Iris, on the other hand, is being haunted by Avery. She is trying to keep herself collected but it feels like she can’t please anyone. Her step choreography goes well but she is so tired from all the hauntings. The two learn that Avery was one of the nine kids that desegregated their middle school, and try to convince the club of their school to help cleaning up the grave. Their club won’t listen. Iris and Daniel get into a fight when Dnaiel refuses to try to learn more about Avery because Avery is haunting her. He doesn’t believe her and Iris calls him a baby.

A blizzard begins. Daniel finds out from his grandmother that Avery Moore was her best friend that died in the snow, frozen to death and no one remembered her. Daniel realizes that Iris might be right about the ghost, and that he was jealous because his father would not visit him. He gets to Iris’ house to find Iris’ little sister alone. She tells Daniel that Avery took Iris to go swimming. Daniel rushes to the pond to find Iris being drowned by Avery. He saves Iris, and they are guided home by a warm spirit (Daniel’s dad). They find that Avery has kidnapped Iris’ little sister. 

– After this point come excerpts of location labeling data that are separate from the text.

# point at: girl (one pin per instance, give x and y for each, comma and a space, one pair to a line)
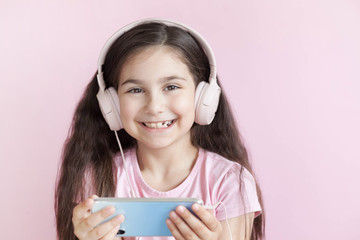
155, 71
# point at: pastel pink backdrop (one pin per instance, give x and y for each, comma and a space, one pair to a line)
290, 69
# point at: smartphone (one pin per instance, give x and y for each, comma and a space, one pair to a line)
143, 216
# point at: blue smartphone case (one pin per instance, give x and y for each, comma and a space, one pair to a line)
143, 216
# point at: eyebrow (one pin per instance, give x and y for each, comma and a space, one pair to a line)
164, 79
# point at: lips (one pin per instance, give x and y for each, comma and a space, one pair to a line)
164, 124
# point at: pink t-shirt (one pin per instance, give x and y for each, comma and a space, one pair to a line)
213, 179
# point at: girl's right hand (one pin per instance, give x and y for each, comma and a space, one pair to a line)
85, 223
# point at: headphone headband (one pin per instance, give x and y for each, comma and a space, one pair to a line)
206, 95
206, 47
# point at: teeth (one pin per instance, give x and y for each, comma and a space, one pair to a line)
159, 124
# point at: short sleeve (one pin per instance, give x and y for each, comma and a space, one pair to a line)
238, 195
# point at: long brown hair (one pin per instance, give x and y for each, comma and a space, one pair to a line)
89, 149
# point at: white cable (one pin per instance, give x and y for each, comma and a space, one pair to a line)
227, 221
123, 160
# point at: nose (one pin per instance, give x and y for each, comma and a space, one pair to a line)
155, 103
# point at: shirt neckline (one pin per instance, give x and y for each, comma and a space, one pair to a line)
173, 192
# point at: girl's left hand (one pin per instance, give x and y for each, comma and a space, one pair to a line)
185, 226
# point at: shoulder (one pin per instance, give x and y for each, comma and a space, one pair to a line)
129, 154
219, 165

With Daniel’s grandmother’s help, they convince Avery to let Iris’ sister go, and that they will let the whole town remember her. Daniel and Iris do their presentation. Their project is picked by the school cleanup club, and they get news recognition. Many people are able to find lost loved ones with the gravesite being found.

What I Liked:

Iris; She was a rule breaker, but within reason. She never tried to do anything that drew attention to herself in a negative light, and yet everyone always thought she broke the rules. She was often forgotten and so for the ghost to latch on to her because of being forgotten, my heart aches for Iris. She knows how it feels. The poor girl. I’m happy she had the family and friends that she did.

Daniel; This poor boy was still living in the loss of his father. He is a strong boy, and fought for his friend. I hope that he gets only the best in his life for the future, even when he knows how the world will view him.

Family members; What a strong family connection they have. Daniel’s and Iris’ families are close, and that means something to me. They will support each other always. 

Ghosts; Avery was a vengeful spirit, having been so cold for so long, but Cecil (Danil’s father) was an angel of sorts. Avery was scary, but also sympathetic, the poor girl. 

Microaggressions; This, I was not prepared for. The microaggressions of being “forgotten” for school things like pictures or award shows. The ones of Heather, Iris’ classmate, and their teacher only ever hearing when Iris raised her voice. The policeman stopping Daniel in a storm and accusing Daniel of being a potential trespasser, when Daniel was about to ask for the policeman’s help. All of it. I was not prepared and I should have been, because it is real. I think these things made the book all that more real, and in that way all that more scary. Regardless of the ghosts.

What I Would Have Liked or Changed:

I would have liked a bit more horror, but for a middle grade novel it is scary.

Rating: 4/5

Notable Quotes:

My notes that I was collecting them got drenched with tea, so… I can’t decipher. Sorry. I really should not read at work but no one can stop me.